The idea is to use the brute force approach to traverse the tree using DFS. At every node, we will go through all of its ancestors and check if they are coprime, and update the ‘RESULT’ array.

For this purpose, we will first build an adjacency list using ‘EDGES’ and then perform the DFS.

### Algorithm:

• Declare a vector of integers, ‘RESULT’ of size ‘N’ to store the closest coprime ancestor for every node.
• Declare a vector of integers, ‘ANCESTORS’ to store the list of ancestors for every node.
• Declare a vector of vector of integers, ‘ADJLIST’ to store the adjacency list representation of the given tree.
• Run a loop for every vector of integers, ‘EDGE’ in the ‘EDGES’.
• Push ‘EDGE[ 1 ]’ in the ‘ADJLIST[EDGE[ 0 ]]’.
• Push ‘EDGE[ 0 ]’ in the ‘ADJLIST[EDGE[ 1 ]]’.
• Call the ‘dfs’ function.
• In the end, return ‘RESULT’.

#### Description of ‘dfs’ function :

This function will take six parameters:

• NODES: A vector of integers representing the values associated with every node.
• ADJLIST: A vector of vector of integers representing the adjacency list of the given tree.
• ANCESTORS: A vector of integers representing the list of ancestors for every node.
• CURRENT: An integer representing the current node for which the closest coprime ancestor has to be found.
• PARENT: An integer representing the parent of the ‘CURRENT’ node.
• RESULT: a vector of integers to store the closest coprime ancestor for every node.

### void dfs(NODES, ADJLIST, ANCESTORS, CURRENT, PARENT, RESULT):

• Assign -1 to the ‘RESULT[CURRENT]’ indicating ‘CURRENT’ has no coprime ancestor.
• Run a loop for every ‘ANCESTOR’ in the ‘ANCESTORS’.
• Declare a variable ‘VALUEOFANCESTOR’ and assign ‘NODES[ ANCESTOR ]’ to it.
• Declare a variable ‘VALUEOFCURRENT’ and assign ‘NODES[ CURRENT ]’ to it.
• If GCD of ‘VALUEOFANCESTOR’ and ‘VALUEOFCURRENT’ that shows that we found a coprime ancestor of ‘CURRENT’ node.
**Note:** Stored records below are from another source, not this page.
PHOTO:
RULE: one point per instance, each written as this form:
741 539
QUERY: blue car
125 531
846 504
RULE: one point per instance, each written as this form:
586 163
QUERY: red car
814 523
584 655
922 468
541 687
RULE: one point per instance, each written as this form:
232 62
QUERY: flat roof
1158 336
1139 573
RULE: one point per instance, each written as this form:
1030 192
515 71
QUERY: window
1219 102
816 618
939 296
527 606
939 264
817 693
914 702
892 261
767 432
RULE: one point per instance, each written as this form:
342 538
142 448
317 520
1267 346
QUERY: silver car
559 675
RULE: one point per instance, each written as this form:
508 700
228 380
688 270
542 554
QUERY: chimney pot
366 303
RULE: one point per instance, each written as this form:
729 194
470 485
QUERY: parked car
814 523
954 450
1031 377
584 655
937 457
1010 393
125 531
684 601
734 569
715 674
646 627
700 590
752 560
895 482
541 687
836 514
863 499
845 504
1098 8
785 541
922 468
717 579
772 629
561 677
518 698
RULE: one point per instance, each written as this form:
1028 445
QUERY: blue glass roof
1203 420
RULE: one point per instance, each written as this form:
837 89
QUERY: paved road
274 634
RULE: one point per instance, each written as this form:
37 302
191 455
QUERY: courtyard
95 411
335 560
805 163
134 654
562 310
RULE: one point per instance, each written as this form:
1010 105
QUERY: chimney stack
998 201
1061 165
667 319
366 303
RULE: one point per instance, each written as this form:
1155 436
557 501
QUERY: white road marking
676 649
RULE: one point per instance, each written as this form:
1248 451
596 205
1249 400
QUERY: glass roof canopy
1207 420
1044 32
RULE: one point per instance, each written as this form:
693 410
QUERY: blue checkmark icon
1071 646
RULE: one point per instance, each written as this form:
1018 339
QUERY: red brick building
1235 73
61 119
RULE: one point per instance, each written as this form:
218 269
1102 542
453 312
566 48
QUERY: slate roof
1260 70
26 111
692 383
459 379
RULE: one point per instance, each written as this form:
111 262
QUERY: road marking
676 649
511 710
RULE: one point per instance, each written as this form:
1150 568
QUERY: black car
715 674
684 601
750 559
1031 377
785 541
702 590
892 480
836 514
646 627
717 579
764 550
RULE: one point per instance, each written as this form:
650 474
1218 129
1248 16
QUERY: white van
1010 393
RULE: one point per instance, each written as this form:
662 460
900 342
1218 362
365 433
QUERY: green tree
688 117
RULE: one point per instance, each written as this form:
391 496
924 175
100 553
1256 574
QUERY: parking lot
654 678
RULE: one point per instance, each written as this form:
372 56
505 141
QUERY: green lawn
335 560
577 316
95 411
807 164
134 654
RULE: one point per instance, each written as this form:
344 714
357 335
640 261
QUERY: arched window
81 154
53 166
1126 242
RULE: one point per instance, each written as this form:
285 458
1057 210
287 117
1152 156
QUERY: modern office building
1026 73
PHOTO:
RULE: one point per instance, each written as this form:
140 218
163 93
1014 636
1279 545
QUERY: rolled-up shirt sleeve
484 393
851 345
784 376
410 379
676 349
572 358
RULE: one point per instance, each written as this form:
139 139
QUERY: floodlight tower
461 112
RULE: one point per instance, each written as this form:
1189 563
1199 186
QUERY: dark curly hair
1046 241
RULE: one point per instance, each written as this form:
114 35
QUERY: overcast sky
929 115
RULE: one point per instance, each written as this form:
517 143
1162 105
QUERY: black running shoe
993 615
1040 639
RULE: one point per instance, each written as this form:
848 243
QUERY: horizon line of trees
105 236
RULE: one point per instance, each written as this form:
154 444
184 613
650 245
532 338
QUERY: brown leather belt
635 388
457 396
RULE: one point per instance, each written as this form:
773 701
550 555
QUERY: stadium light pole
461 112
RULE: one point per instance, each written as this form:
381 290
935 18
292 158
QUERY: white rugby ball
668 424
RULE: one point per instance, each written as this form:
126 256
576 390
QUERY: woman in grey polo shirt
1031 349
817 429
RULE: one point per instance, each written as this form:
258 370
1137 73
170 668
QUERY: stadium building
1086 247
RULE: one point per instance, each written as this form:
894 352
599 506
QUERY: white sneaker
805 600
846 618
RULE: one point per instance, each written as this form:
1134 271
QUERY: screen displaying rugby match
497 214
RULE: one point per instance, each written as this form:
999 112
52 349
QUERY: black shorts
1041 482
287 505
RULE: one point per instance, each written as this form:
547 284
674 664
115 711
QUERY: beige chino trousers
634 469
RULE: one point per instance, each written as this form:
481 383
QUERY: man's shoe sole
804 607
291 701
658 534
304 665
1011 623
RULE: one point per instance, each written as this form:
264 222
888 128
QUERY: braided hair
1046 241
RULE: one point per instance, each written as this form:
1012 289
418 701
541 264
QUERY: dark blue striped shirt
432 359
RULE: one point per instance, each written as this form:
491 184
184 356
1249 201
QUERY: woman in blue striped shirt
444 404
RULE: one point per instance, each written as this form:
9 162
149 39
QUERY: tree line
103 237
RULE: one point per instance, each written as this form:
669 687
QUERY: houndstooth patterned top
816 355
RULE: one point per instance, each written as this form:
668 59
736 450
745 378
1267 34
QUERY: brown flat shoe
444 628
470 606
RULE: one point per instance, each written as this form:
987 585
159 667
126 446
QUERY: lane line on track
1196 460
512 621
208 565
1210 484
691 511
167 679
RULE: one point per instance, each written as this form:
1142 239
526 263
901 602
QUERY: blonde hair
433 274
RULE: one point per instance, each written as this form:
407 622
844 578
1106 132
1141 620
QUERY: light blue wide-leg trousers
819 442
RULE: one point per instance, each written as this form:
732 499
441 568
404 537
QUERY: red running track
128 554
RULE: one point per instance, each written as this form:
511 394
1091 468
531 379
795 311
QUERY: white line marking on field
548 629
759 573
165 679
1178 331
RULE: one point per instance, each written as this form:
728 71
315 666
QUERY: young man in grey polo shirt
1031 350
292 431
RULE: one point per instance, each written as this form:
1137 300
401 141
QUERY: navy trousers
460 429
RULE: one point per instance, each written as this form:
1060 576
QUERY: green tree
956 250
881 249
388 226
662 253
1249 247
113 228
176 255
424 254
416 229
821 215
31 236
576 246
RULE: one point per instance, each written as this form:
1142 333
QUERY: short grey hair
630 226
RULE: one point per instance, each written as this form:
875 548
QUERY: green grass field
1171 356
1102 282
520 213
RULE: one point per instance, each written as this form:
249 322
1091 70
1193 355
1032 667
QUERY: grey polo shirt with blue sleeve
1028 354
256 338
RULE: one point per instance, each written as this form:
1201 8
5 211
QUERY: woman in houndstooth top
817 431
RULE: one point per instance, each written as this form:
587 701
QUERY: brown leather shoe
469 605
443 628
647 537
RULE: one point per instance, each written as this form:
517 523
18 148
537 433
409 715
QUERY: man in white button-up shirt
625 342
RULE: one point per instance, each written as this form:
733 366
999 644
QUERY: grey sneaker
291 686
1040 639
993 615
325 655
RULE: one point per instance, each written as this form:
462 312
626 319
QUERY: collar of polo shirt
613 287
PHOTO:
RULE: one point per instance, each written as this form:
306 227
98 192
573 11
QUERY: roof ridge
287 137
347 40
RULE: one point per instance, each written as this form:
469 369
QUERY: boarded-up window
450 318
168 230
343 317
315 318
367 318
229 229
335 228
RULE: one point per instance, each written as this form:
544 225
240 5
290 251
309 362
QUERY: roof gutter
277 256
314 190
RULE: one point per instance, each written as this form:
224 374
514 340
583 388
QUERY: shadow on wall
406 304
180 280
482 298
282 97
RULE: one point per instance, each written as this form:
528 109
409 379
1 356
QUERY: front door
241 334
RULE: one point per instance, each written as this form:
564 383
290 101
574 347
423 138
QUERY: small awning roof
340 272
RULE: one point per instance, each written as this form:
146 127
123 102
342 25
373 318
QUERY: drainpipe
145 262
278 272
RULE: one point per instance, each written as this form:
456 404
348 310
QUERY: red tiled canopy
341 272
So,
• Assign ‘ANCESTOR’ to ‘RESULT[ CURRENT ]’.
• Push ‘CURRENT’ to the ‘ANCESTORS’.
• Run a loop for every ‘CHILDNODE’ in ‘ADJLIST[ CURRENT ]’.
• If ‘CHILDNODE’ is not equal to ‘PARENT’
• Call ‘dfs’ by updating ‘CURRENT’ as ‘CHILDNODE’ and ‘PARENT’ as ‘CURRENT’.
• Pop the last element from ‘ANCESTORS’.